Interactive · pick the level by viewer distance 交互 · 根据观察距离挑层
The same scene at three pyramid levels: 500 tiny Gaussians, 80 medium, 12 big. As you change camera distance the picker chooses the right level — the highlighted ring shows which level is being rendered. Try zooming all the way out: you get the 12-Gaussian level, with no glaring sub-pixel splats. 同一场景的三层金字塔:500 颗小高斯、80 颗中等、12 颗大。改变相机距离,挑选器会自动选层——高亮圈出来的就是当前在渲染的那一层。一直拉远试试:你拿到的是 12 颗那一层,没有任何刺眼的亚像素 splat。
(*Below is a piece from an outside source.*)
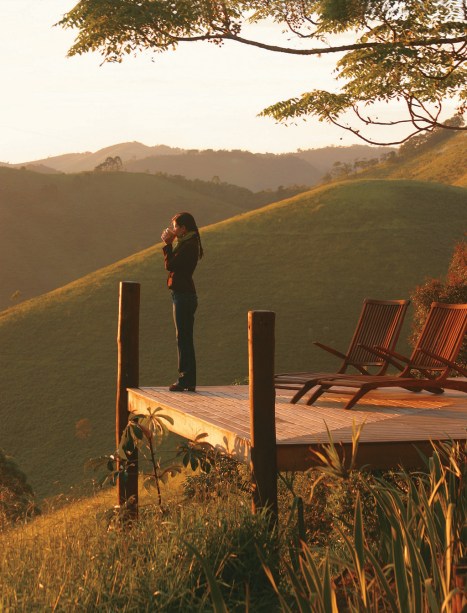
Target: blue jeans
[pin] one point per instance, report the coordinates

Multi-Scale stacks nicely with Mip-Splatting: the pyramid handles the coarse LOD picker, the Mip-filter handles the residual aliasing inside a level. Together they essentially eliminate every artifact in §0. The cost is storage: ~1.5× the original scene size for a three-level pyramid.
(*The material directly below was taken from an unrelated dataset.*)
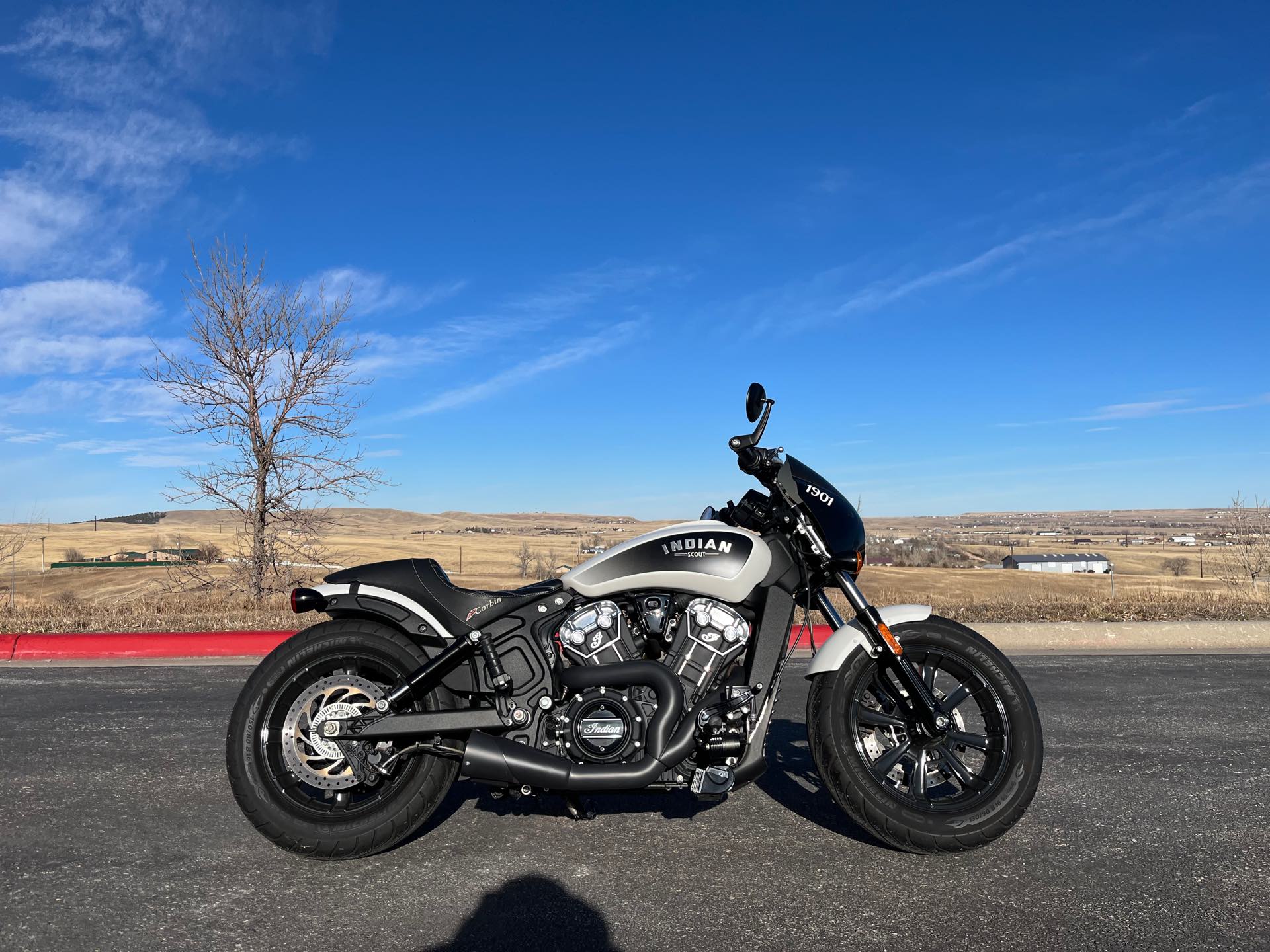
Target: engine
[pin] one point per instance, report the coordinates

多尺度跟 Mip-Splatting 很好叠:金字塔负责粗粒度的 LOD 挑选,Mip-filter 负责消除每一层内部的残余走样。两者合起来基本上能干掉 §0 里所有四种瑕疵。代价是存储:三层金字塔大约会让场景大小变成原来的 1.5 倍。
§ 7 · The fix lineup§ 7 · 补救方案的阵营
Eight papers, one moving target 八篇论文,一个会动的靶
The fixes appeared in roughly two waves: 2023–early 2024 attacked the screen-space prefilter and per-pixel sort; mid-2024 onwards attacked the primitive itself and the LOD pyramid. Click any entry for the one-paragraph idea.
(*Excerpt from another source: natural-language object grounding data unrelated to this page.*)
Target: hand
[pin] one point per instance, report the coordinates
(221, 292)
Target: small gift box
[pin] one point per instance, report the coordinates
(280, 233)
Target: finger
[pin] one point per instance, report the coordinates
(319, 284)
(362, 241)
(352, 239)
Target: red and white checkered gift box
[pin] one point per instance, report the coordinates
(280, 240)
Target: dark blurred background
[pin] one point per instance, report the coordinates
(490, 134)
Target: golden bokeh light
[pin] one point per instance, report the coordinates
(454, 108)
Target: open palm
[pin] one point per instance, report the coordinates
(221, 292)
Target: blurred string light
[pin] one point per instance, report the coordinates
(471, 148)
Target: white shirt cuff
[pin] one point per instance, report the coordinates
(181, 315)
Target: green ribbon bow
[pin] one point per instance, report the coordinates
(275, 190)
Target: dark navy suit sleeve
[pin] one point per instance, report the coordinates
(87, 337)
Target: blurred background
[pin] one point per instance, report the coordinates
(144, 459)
补丁分两波出现:2023–2024 上半年攻屏幕空间前置滤波和按像素排序;2024 下半年起攻基元本身和 LOD 金字塔。点下面任意条目看一段话总结。
§ 8 · Open§ 8 · 仍未关上的漏洞
Where the bug isn't quite dead bug 还没彻底死掉的几处
Even with all the above stacked, specular highlights remain flickery at far view — the SH color at a sub-pixel sample is whatever direction the pixel happens to ray-cast through, not the average over the pixel area. The 2D Mip filter doesn't help because it filters position, not direction. Several 2025 papers tackle this with a directional filter applied to SH coefficients before evaluation — a kind of MIP for spherical harmonics — but no consensus has formed.
On the other end of the LOD scale, very close-up renders still show cell boundaries between neighboring Gaussians, because the primitives are big and the seams are visible. The eventual fix is either much-smaller-primitives-everywhere (expensive) or a per-Gaussian microscale texture (lightly explored). The story is not over.
就算把以上招式全叠上,镜面高光在远视图下仍然会闪——亚像素采样时的 SH 颜色取决于那像素恰好射向哪个方向,而不是像素面积上的方向平均。2D Mip 滤波器对这件事帮不上忙,因为它滤的是位置,不是方向。2025 年好几篇论文用方向上的滤波器在 SH 求值前先平滑 SH 系数——某种"球谐的 MIP"——但还没有统一方案。
LOD 另一端,极近距离渲染时相邻高斯之间的细胞边界仍然能看出来,因为基元太大、缝隙可见。最终的解决方法要么是处处都用更小的基元(很贵),要么是给每颗高斯加一种微尺度纹理(探索得还不多)。故事远没结束。